Questions fréquentes

Le devoir de conseil formalisé concerne-t-il aussi l'assurance dommages ?+

Oui. La recommandation 2024-R-03, applicable depuis le 31 décembre 2025, vise l'ensemble des produits d'assurance individuels et collectifs, dommages et prévoyance compris. Seuls les grands risques, les contrats collectifs à adhésion obligatoire et les contrats souscrits par un employeur pour ses salariés restent hors de son champ.

Combien de temps faut-il conserver la trace du conseil donné ?+

Pendant toute la durée du contrat et au-delà, selon les règles de prescription applicables.
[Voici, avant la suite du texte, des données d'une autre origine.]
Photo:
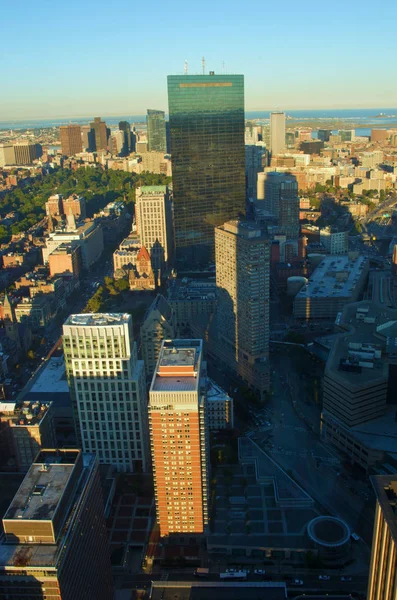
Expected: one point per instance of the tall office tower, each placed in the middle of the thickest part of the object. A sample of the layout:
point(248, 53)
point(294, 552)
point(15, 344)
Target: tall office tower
point(101, 133)
point(88, 138)
point(242, 256)
point(382, 583)
point(207, 147)
point(277, 133)
point(282, 201)
point(253, 166)
point(116, 142)
point(179, 438)
point(107, 387)
point(153, 213)
point(324, 134)
point(71, 142)
point(158, 325)
point(125, 127)
point(156, 131)
point(26, 153)
point(55, 541)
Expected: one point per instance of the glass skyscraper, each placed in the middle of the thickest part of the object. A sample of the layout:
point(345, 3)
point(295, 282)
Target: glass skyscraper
point(208, 159)
point(156, 134)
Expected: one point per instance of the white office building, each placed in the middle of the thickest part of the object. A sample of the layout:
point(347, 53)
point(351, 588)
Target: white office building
point(107, 387)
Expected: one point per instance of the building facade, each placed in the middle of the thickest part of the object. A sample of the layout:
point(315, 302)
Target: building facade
point(158, 325)
point(107, 387)
point(335, 242)
point(55, 521)
point(100, 133)
point(242, 317)
point(153, 212)
point(71, 141)
point(277, 132)
point(207, 148)
point(179, 438)
point(156, 133)
point(30, 427)
point(282, 201)
point(382, 583)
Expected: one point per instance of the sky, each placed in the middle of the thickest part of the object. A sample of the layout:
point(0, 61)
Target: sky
point(84, 58)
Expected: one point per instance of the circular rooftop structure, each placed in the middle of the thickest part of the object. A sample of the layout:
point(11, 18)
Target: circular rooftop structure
point(328, 532)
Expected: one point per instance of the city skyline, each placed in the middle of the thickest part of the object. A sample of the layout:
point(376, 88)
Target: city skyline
point(277, 79)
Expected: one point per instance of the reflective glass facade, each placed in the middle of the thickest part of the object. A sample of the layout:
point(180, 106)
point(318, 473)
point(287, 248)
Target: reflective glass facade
point(208, 159)
point(156, 131)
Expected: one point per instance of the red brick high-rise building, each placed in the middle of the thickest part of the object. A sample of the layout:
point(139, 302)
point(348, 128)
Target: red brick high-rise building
point(179, 438)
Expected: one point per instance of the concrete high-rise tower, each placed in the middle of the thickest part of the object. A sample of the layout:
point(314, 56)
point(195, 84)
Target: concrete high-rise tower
point(179, 438)
point(277, 133)
point(101, 133)
point(71, 141)
point(383, 568)
point(153, 211)
point(242, 256)
point(282, 201)
point(107, 386)
point(156, 131)
point(207, 146)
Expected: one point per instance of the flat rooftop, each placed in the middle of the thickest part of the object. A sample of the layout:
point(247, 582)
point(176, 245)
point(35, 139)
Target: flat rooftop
point(97, 319)
point(31, 556)
point(27, 414)
point(178, 366)
point(215, 392)
point(214, 590)
point(335, 276)
point(192, 289)
point(52, 378)
point(364, 344)
point(385, 488)
point(43, 487)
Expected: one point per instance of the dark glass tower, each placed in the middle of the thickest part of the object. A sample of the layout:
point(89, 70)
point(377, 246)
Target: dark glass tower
point(208, 159)
point(156, 130)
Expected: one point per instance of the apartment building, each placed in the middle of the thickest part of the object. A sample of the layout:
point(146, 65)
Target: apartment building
point(179, 438)
point(107, 387)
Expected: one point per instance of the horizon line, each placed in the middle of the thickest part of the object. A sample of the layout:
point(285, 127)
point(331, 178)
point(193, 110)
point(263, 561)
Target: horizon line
point(245, 110)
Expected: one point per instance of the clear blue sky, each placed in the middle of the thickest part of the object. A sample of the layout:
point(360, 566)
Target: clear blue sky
point(86, 58)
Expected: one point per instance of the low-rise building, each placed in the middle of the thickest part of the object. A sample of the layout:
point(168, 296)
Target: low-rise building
point(219, 407)
point(141, 276)
point(190, 299)
point(158, 325)
point(336, 281)
point(88, 235)
point(356, 416)
point(124, 258)
point(29, 427)
point(65, 259)
point(334, 241)
point(54, 522)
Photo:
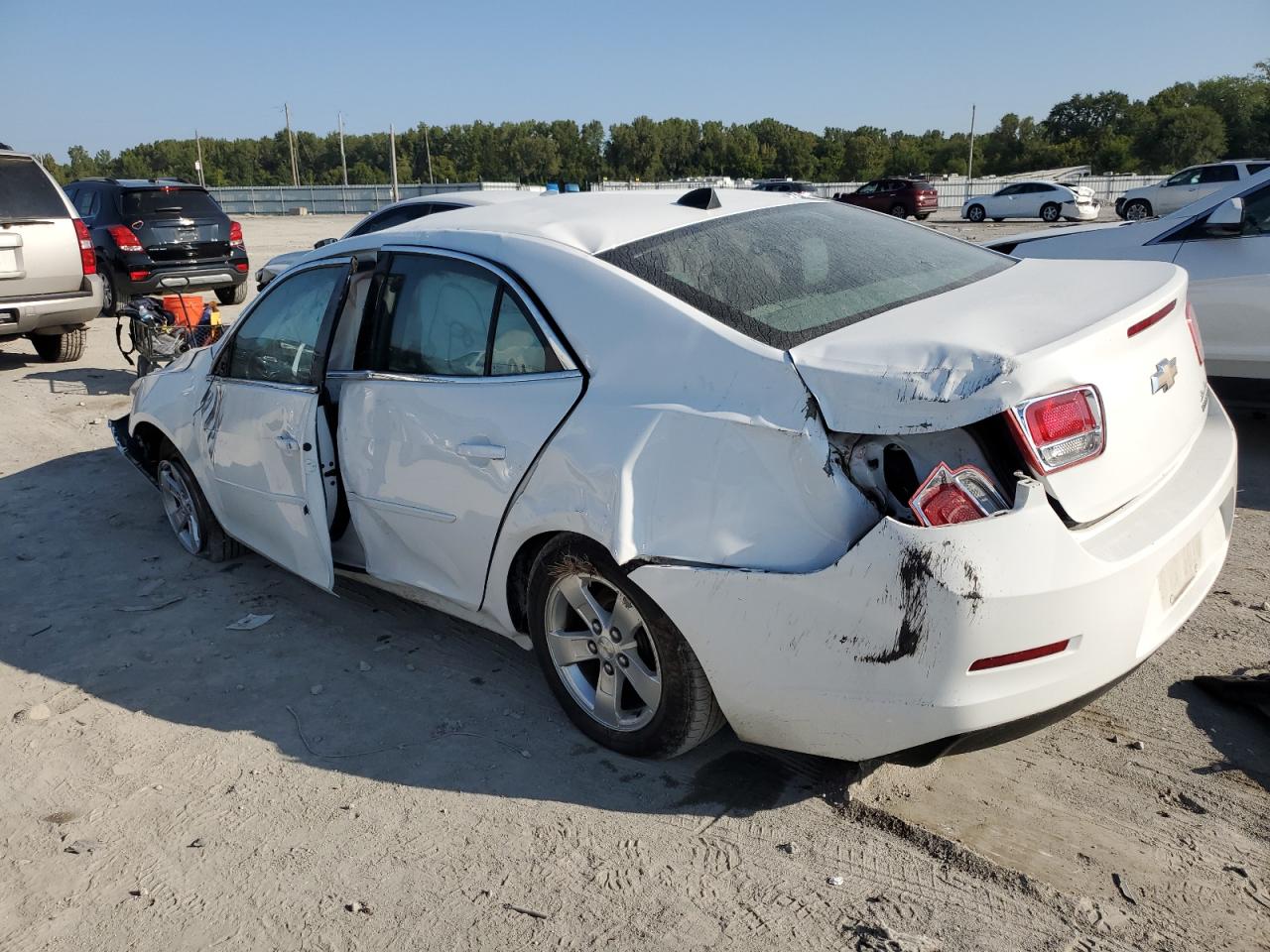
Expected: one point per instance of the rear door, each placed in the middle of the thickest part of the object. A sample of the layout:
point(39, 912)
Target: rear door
point(458, 385)
point(40, 252)
point(177, 222)
point(259, 422)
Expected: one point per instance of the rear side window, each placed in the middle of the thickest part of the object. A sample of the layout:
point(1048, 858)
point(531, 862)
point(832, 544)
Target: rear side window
point(784, 276)
point(27, 191)
point(169, 203)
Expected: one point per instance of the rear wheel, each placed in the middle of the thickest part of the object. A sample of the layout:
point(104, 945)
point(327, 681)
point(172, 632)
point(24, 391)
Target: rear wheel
point(235, 295)
point(60, 348)
point(189, 515)
point(1137, 209)
point(617, 665)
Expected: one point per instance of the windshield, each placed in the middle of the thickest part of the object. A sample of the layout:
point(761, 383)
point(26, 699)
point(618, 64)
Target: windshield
point(784, 276)
point(171, 203)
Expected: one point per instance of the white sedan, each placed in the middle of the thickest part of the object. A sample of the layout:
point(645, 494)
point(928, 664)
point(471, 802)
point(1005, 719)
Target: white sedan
point(837, 480)
point(1222, 240)
point(1047, 200)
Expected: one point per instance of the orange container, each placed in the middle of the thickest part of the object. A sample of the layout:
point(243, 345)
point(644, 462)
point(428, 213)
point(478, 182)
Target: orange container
point(185, 308)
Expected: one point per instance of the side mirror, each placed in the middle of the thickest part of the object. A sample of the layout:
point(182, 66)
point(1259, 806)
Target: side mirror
point(1225, 220)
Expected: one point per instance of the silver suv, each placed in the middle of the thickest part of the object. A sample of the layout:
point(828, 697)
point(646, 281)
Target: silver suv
point(49, 284)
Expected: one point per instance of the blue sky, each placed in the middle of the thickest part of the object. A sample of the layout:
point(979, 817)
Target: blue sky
point(107, 77)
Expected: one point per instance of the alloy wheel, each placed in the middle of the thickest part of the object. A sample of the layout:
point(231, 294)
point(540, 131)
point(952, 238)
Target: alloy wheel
point(602, 652)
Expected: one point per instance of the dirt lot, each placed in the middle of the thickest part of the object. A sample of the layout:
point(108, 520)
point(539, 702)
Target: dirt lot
point(362, 774)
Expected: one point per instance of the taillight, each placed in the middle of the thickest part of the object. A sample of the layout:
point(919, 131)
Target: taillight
point(952, 495)
point(1194, 329)
point(87, 261)
point(123, 238)
point(1061, 429)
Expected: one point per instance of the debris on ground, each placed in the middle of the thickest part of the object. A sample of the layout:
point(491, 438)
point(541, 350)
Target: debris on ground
point(249, 622)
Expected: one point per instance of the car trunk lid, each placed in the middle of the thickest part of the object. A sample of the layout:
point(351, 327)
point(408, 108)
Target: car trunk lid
point(1035, 329)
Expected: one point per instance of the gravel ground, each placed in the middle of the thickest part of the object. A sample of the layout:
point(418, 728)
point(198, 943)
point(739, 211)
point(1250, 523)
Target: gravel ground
point(362, 774)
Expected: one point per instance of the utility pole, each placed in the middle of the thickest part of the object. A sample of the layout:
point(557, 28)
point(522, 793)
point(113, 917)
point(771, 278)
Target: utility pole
point(393, 160)
point(969, 168)
point(343, 160)
point(198, 164)
point(427, 148)
point(291, 144)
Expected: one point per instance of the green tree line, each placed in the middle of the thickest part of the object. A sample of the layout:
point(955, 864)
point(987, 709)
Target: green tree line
point(1185, 123)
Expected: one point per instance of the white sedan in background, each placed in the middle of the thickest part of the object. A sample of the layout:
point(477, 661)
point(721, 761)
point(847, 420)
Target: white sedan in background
point(1047, 200)
point(835, 479)
point(1222, 240)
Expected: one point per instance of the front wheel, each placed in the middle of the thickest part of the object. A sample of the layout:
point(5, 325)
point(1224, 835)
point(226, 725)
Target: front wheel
point(235, 295)
point(617, 665)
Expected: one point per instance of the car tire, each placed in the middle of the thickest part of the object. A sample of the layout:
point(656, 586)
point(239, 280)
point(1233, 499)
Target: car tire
point(235, 295)
point(580, 657)
point(1137, 209)
point(60, 348)
point(195, 527)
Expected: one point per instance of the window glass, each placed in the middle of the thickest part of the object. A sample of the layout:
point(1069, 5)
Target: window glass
point(1218, 173)
point(278, 339)
point(784, 276)
point(517, 347)
point(439, 313)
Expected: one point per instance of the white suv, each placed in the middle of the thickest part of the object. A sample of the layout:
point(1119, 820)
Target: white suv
point(1185, 186)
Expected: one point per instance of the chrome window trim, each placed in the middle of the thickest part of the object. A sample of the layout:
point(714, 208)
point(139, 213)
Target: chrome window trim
point(561, 352)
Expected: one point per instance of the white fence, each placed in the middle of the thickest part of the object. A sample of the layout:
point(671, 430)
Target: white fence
point(952, 191)
point(334, 199)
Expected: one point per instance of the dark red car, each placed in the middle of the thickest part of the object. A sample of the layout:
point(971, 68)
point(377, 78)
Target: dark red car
point(898, 197)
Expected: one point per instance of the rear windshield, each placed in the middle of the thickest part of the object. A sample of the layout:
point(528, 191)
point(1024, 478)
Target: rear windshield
point(784, 276)
point(26, 191)
point(169, 203)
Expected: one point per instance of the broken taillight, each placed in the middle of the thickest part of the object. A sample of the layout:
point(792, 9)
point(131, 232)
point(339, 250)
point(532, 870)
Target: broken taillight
point(952, 495)
point(1061, 429)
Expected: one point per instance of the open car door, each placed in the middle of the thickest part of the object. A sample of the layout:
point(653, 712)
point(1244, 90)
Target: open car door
point(259, 421)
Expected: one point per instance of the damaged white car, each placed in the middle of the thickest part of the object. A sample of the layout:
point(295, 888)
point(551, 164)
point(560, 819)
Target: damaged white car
point(852, 486)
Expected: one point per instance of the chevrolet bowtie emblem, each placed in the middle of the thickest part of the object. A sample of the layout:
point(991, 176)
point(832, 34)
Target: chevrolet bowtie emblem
point(1165, 375)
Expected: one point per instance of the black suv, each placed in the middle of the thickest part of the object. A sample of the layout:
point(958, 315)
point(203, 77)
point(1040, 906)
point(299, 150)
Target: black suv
point(154, 236)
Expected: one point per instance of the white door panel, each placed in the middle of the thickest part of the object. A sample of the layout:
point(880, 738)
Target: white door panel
point(430, 466)
point(1229, 286)
point(261, 445)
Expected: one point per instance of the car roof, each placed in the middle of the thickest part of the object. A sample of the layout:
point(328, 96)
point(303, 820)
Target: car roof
point(593, 221)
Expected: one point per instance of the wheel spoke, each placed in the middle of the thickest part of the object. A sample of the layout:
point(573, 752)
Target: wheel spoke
point(570, 648)
point(647, 684)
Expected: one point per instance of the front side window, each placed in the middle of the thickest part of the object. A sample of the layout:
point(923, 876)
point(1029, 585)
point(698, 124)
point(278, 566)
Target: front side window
point(784, 276)
point(278, 340)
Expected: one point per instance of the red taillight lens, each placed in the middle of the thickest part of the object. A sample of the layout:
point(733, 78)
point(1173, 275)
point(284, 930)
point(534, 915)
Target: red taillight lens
point(952, 495)
point(1194, 329)
point(87, 261)
point(1061, 429)
point(123, 238)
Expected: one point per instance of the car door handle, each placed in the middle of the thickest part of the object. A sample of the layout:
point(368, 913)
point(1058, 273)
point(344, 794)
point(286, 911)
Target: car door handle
point(481, 451)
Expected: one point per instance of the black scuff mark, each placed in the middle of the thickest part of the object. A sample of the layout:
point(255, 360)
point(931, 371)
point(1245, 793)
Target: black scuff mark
point(915, 575)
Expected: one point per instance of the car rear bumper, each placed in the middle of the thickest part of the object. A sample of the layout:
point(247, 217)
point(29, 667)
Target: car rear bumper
point(50, 312)
point(873, 654)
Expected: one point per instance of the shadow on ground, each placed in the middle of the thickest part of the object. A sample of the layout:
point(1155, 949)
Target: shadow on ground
point(89, 584)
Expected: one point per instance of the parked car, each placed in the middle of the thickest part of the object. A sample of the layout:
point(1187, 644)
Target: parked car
point(898, 197)
point(159, 235)
point(49, 285)
point(785, 185)
point(835, 479)
point(390, 216)
point(1047, 200)
point(1185, 186)
point(1223, 241)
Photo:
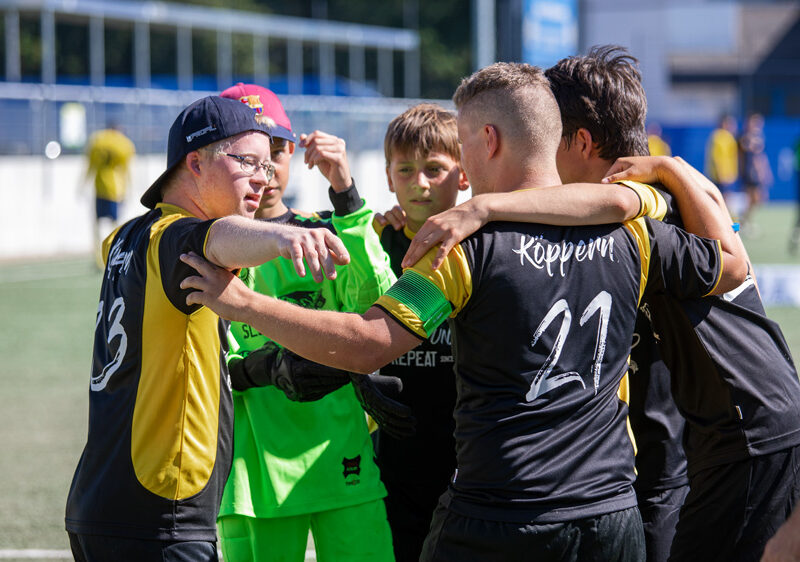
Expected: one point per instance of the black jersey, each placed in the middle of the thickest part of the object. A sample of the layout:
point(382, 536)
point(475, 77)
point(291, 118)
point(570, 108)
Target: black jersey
point(427, 458)
point(542, 321)
point(733, 378)
point(656, 422)
point(160, 408)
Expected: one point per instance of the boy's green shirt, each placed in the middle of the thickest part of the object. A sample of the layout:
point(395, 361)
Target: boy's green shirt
point(292, 458)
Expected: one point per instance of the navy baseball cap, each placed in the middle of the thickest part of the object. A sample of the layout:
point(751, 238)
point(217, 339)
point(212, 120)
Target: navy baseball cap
point(201, 123)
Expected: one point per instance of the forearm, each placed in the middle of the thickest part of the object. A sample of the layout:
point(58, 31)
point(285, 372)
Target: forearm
point(566, 205)
point(343, 340)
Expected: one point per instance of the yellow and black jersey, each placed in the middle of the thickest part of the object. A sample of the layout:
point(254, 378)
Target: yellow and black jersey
point(657, 424)
point(542, 319)
point(733, 378)
point(160, 410)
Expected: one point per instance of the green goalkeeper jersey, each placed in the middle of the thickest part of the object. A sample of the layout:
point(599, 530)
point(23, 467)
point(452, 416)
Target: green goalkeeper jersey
point(292, 458)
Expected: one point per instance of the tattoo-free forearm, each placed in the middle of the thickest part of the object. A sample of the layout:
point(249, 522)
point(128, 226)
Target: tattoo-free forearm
point(567, 205)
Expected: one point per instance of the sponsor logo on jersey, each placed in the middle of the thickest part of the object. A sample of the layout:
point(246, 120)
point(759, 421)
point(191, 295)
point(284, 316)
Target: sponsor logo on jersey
point(543, 254)
point(352, 469)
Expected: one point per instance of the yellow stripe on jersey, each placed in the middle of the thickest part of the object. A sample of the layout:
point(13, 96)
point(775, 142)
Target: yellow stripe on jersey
point(721, 267)
point(176, 417)
point(652, 203)
point(423, 298)
point(639, 230)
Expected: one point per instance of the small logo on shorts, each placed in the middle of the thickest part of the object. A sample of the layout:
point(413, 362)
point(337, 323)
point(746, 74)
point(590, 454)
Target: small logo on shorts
point(352, 467)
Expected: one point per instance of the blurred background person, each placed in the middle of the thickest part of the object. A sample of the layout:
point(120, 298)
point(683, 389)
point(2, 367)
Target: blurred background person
point(756, 173)
point(108, 154)
point(722, 159)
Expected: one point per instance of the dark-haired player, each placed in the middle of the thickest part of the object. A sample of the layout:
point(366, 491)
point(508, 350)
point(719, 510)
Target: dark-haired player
point(732, 375)
point(542, 319)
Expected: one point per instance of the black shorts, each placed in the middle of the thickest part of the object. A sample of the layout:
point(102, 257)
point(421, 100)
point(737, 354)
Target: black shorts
point(409, 509)
point(733, 510)
point(610, 537)
point(660, 511)
point(98, 548)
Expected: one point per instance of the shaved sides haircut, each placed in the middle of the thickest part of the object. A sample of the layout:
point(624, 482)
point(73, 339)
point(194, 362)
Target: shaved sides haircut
point(517, 98)
point(602, 93)
point(420, 130)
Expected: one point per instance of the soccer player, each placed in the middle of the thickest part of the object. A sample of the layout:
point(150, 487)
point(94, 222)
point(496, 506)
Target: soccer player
point(423, 170)
point(422, 167)
point(301, 466)
point(149, 481)
point(108, 154)
point(722, 156)
point(542, 319)
point(756, 173)
point(711, 347)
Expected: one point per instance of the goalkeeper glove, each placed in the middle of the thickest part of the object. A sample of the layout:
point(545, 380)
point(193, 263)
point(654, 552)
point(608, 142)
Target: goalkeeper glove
point(376, 394)
point(300, 380)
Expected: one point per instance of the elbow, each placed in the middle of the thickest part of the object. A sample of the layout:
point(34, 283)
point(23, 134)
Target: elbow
point(734, 274)
point(369, 362)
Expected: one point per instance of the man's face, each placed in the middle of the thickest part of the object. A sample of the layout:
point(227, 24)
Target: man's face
point(425, 185)
point(224, 188)
point(281, 152)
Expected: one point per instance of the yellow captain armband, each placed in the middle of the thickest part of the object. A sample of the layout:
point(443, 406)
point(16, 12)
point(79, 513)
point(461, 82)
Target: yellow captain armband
point(651, 203)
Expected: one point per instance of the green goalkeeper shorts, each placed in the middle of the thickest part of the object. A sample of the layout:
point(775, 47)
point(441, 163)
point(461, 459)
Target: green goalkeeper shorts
point(358, 533)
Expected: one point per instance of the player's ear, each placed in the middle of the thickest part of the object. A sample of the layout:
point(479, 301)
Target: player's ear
point(389, 180)
point(584, 143)
point(194, 162)
point(492, 139)
point(463, 181)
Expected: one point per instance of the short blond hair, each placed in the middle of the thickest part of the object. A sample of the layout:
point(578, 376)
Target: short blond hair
point(420, 130)
point(517, 98)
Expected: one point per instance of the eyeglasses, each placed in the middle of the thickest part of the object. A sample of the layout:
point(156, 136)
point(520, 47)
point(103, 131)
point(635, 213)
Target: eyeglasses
point(250, 165)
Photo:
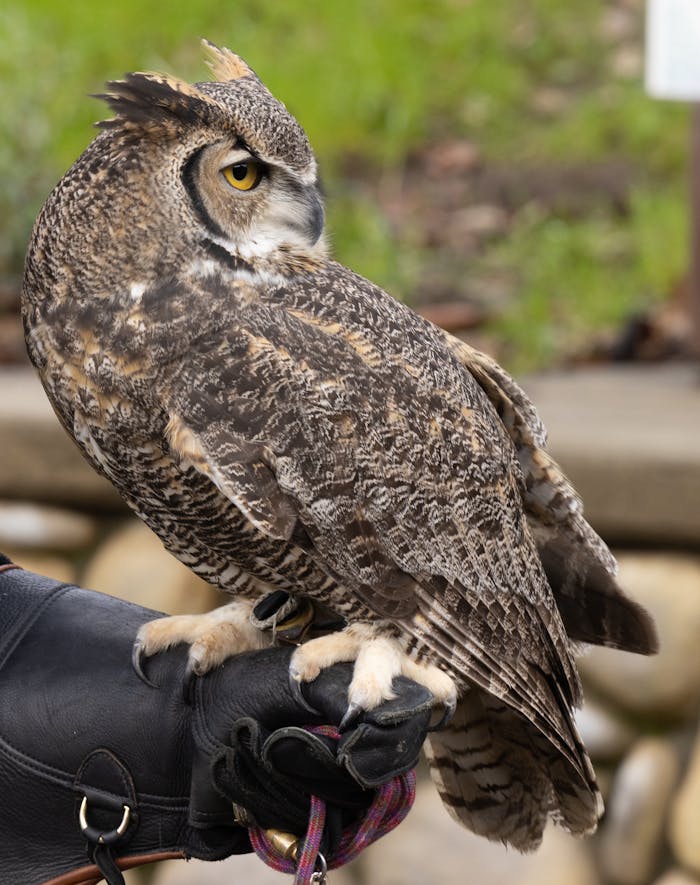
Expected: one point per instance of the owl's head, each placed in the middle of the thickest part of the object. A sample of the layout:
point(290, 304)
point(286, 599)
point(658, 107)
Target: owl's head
point(217, 166)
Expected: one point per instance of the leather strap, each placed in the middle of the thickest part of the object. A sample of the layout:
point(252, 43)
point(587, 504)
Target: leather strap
point(90, 875)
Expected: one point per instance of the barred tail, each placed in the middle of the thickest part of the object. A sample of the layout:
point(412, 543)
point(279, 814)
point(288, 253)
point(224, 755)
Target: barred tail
point(501, 778)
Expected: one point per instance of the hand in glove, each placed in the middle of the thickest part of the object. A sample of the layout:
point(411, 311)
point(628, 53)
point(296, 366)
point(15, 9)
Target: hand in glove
point(88, 750)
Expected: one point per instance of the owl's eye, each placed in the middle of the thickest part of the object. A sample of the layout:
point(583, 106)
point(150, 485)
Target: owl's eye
point(243, 176)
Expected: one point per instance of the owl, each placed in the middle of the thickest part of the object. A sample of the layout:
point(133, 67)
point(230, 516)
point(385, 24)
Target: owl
point(282, 423)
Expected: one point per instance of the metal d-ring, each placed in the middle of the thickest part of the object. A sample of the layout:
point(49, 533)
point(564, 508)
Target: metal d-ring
point(319, 876)
point(102, 838)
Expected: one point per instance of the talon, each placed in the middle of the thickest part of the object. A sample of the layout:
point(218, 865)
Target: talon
point(189, 681)
point(352, 714)
point(448, 711)
point(296, 692)
point(138, 656)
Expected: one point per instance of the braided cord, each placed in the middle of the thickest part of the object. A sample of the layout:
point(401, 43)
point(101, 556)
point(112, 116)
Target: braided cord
point(391, 804)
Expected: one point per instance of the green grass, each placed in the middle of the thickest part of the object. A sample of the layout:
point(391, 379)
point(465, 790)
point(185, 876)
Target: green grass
point(378, 80)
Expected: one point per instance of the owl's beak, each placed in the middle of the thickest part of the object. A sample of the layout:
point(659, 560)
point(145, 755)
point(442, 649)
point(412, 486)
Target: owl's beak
point(316, 215)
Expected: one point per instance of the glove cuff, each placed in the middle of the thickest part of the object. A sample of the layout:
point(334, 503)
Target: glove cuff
point(90, 749)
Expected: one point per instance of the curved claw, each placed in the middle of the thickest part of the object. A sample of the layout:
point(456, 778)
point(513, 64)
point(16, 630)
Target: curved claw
point(138, 656)
point(296, 692)
point(189, 681)
point(448, 711)
point(352, 714)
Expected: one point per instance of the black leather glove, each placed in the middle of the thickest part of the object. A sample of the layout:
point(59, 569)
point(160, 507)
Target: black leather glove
point(88, 750)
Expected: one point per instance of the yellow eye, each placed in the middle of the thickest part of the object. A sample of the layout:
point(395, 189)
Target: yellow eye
point(243, 176)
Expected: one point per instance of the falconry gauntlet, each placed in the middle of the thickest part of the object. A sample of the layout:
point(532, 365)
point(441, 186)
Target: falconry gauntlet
point(101, 772)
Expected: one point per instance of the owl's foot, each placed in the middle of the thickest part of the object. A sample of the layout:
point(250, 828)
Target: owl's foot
point(378, 659)
point(212, 637)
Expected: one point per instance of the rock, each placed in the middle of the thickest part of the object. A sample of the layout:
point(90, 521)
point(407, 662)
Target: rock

Vous devez pouvoir justifier de la conservation des informations recueillies, de leur accessibilité et de la remise au client du conseil fourni comme des raisons qui l'ont motivé.

Que faire si le client refuse d'actualiser ses informations ?+

Vous n'êtes pas tenu de procéder à l'actualisation dès lors que le refus est établi, ou que le client n'a pas donné suite à une relance effectuée sur support durable. Vous devez toutefois reprendre contact après quatre ans, ou après deux ans si une recommandation personnalisée avait été fournie.

Quelle est la première échéance concrète du conseil dans la durée ?+

Le 23 octobre 2026 pour les contrats d'assurance vie sur lesquels une recommandation personnalisée avait été fournie et où aucune opération n'est intervenue depuis. La période d'observation a commencé le 24 octobre 2024. L'échéance générale, sans recommandation personnalisée, est fixée au 23 octobre 2028.